A plan by Transnet to assign the management of a Durban container terminal to a Philippines company has hits a snag.
 
On October 9, the Durban High Court interdicted the parastatal from negotiating, finalising or executing any agreements with  International Container Terminal Services Incorporated to manage Durban Container Terminal Pier 2.
 
The interdict was sought by APM Terminals, a company owned by Danish shipping firm AP Moller-Maersk. APM Terminals  was unsuccessful in the bidding process for the contract, and went to court to challenge the decision.
 
ICTSI had pledged an investment of more than R11-billion through upgrading the terminal to increase its capacity.
 
APM contended that the contract granted to ICTSI was tainted by irregularities, particularly because of a concession that enabled the winner to misrepresent its financial stability.
 
Transnet’s choice to allow ICTSI to utilise market capitalisation as an indicator of solvency, instead of depending on balance sheet equity, resulted in a distorted perception of its financial strength, it APM argues in court papers.
 
This advantage, says APM, was not extended to other bidders, raising questions about the rationale for this preferential treatment.
 
The legal case has entered its significant second phase, with APM petitioning the court to invalidate the contract.
 
Transnet spokesperson Ayanda Shezi told Sunday World that the selection of ICTSI for the 25-year joint venture with Transnet Port Terminals to develop and upgrade the terminal followed “a lawful, fair, and transparent procurement process” last year.
 
 Shezi said Transnet had not bypassed the approval process with the Competition Commission, Treasury and the National Port Authority.
 
“As the court has issued an interdict, all work on the implementation of the transaction has stopped.

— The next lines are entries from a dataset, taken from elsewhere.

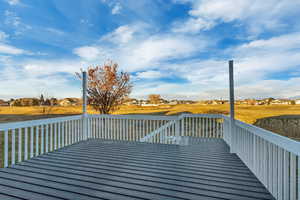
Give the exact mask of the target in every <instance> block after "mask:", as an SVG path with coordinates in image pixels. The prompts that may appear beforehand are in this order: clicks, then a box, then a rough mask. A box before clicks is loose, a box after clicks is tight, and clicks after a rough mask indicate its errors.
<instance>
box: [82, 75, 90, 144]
mask: <svg viewBox="0 0 300 200" xmlns="http://www.w3.org/2000/svg"><path fill="white" fill-rule="evenodd" d="M86 93H87V76H86V71H83V72H82V117H83V120H82V121H83V135H84V137H85V139H88V138H89V135H88V126H87V94H86Z"/></svg>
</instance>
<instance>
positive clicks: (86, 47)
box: [73, 46, 101, 60]
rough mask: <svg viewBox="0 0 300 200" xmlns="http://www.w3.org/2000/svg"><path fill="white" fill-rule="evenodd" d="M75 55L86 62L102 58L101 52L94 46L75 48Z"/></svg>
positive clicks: (97, 48)
mask: <svg viewBox="0 0 300 200" xmlns="http://www.w3.org/2000/svg"><path fill="white" fill-rule="evenodd" d="M73 53H75V54H76V55H78V56H79V57H81V58H83V59H85V60H94V59H97V58H99V57H100V56H101V50H100V49H99V48H97V47H93V46H82V47H78V48H75V49H74V50H73Z"/></svg>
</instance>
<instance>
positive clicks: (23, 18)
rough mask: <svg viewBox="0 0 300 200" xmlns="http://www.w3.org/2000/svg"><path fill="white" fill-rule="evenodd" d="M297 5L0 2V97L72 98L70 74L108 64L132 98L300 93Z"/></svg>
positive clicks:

The Competition Commission approved the transaction prior to the court interdict being issued. The delays … are regrettable,” she said.
 
Sunday World understands that the continuation of the legal battle may lead to a drawn-out process, which would adversely affect Transnet’s turnaround initiatives.
 
An insider within the shipping industry said: “The tender was designed to prioritise the most advantageous purchase price for the port, allowing the chosen bidder to determine their own terminal handling charges. This arrangement is anticipated to increase the costs of exports and imports, as the winning bidder will likely seek to recover the purchase price through handling charges.”
 
Another source revealed that the debacle would place
exporters and importers in a precarious position.
 
“Ultimately, this could render South African ports less competitive and lead to significant losses for businesses operating in South Africa.